Running AzCopy without specifying the option /SyncCopy and running PowerShell command Start-AzureStorageBlobCopy should take the same duration, because they both use server side asynchronous copy.
If you'd like to copy blobs across regions, you'd better consider specifying the option /SyncCopy while executing AzCopy in order to achieve a consistent speed because the asynchronous copying of data will run in the background of servers that being said you might see inconsistent copying speed among your “copying” operations.
If /SyncCopy option is specified, AzCopy will download the content to memory first, and then upload content back to Azure Storage. In order to achieve better performance of /SyncCopy, you are supposed to run AzCopy in the VM whose region is the same as source storage account.

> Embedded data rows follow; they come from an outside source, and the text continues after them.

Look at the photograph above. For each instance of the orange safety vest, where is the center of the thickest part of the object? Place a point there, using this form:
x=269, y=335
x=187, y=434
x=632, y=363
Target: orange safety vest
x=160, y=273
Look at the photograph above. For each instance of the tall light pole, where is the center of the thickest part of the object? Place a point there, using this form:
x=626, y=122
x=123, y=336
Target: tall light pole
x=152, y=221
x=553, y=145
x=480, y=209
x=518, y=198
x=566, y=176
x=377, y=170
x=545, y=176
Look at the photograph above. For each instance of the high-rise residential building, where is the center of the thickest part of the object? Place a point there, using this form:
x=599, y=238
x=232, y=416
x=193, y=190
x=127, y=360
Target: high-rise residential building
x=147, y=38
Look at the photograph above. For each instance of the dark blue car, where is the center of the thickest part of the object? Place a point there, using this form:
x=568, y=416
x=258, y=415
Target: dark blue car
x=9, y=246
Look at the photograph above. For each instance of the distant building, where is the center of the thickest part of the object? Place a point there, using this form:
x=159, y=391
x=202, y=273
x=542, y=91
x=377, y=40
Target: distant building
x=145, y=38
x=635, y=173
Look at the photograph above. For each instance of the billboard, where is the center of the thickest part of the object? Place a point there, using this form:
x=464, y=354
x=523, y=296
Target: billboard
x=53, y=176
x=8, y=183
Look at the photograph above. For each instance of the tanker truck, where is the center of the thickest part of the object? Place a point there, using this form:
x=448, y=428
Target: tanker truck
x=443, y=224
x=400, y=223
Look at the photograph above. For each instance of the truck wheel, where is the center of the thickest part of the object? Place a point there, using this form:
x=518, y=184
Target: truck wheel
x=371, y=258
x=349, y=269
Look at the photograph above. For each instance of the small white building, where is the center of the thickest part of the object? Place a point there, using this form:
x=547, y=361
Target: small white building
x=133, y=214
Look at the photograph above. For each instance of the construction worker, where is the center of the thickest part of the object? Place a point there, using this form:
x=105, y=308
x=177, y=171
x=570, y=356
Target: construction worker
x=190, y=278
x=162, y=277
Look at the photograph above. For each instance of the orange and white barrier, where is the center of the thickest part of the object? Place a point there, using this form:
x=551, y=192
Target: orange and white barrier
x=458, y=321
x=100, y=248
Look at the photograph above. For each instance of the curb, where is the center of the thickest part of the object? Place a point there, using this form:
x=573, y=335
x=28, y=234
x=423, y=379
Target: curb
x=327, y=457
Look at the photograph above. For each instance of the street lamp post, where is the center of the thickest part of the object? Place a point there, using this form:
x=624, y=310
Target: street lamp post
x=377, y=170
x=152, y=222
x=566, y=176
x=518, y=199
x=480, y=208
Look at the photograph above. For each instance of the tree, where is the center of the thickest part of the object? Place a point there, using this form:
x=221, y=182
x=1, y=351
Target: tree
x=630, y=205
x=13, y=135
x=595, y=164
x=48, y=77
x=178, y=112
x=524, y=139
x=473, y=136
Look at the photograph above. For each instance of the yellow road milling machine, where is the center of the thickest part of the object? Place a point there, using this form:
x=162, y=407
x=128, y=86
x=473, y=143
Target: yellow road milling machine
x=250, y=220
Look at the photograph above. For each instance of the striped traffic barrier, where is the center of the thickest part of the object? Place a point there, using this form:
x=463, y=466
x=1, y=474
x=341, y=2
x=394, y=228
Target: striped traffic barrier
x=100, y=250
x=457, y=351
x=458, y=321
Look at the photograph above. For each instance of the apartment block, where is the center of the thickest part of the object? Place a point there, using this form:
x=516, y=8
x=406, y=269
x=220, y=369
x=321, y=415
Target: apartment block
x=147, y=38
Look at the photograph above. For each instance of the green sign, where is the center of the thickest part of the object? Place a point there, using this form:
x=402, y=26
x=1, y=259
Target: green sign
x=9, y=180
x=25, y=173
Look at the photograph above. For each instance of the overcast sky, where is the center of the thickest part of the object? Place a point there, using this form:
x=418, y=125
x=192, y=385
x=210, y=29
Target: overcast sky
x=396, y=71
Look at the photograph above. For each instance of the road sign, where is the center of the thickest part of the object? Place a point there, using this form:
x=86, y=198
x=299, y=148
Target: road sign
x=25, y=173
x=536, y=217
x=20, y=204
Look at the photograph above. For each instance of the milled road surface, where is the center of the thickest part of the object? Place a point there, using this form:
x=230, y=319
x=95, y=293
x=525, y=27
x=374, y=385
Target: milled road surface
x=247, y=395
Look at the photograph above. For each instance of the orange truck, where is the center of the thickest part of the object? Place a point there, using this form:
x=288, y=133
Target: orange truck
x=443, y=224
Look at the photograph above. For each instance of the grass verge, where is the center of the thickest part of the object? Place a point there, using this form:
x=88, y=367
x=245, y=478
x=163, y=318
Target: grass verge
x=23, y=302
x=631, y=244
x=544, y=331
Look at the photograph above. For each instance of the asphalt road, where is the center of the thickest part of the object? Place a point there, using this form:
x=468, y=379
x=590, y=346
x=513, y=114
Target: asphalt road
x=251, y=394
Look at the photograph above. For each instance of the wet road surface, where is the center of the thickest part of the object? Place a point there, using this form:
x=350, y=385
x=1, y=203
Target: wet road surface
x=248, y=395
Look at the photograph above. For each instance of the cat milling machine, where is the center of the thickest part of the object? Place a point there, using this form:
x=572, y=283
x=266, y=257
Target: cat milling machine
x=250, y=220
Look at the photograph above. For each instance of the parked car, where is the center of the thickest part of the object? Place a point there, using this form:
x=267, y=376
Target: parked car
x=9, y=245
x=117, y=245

Besides that, the VM size (which decides bandwidth and CPU core number) will probably impact the copying performance as well.
For further information, please refer to Getting Started with the AzCopy Command-Line Utility
They don't take the same time.
I've tried to copy from one account to another and have a huge difference.
Start-AzureStorageBlobCopy -SrcBlob $_.Name -SrcContainer $Container -Context $ContextSrc -DestContainer $Container -DestBlob $_.Name -DestContext $ContextDst --Verbose
This takes about 2.5 hours.
& .\AzCopy.exe /Source:https://$StorageAccountNameSrc.blob.core.windows.net/$Container /Dest:https://$StorageAccountNameDst.blob.core.windows.net/$Container /SourceKey:$StorageAccountKeySrc /DestKey:$StorageAccountKeyDst /S
This takes several minutes.
I have about 600 Mb and about 7000 files here.
Elapsed time: 00.00:03:41
Finished 44 of total 44 file(s).
[2017/06/22 17:05:35] Transfer summary:
-----------------
Total files transferred: 44
Transfer successfully: 44
Transfer skipped: 0
Transfer failed: 0
Elapsed time: 00.00:00:08
Finished 345 of total 345 file(s).
[2017/06/22 17:06:07] Transfer summary:
-----------------
Total files transferred: 345
Transfer successfully: 345
Transfer skipped: 0
Transfer failed: 0
Elapsed time: 00.00:00:31
Do anyone know why it's so different?
In most scenarios, AzCopy is likely to be quicker than Start-AzureStorageBlobCopy due to way you would initiate the copy resulting in fewer calls to Azure API:
[AzCopy]1 call for whole container (regardless of blob count)
vs
[Start-AzureStorageBlobCopy] N number of calls due to number of blobs in container.
Initially I thought it would be same as both appear to trigger same asynchronous copies on Azure side, however on client side this would be directly visible as #Evgeniy has found in his answer.
In 1 blob in container scenario, theoretically both commands would complete at same time.
*EDIT (possible workaround): I was able to decrease my time tremendously by:
Removing console output AND
Using the -ConcurrentTaskCount switch, set to 100 in my case. Cut it down to under 5 minutes now.
AzCopy offers an SLA which the Async copy services lacks. AzCopy is designed for optimal performance. Use the/SyncCopy parameter to get a consistent copy speed.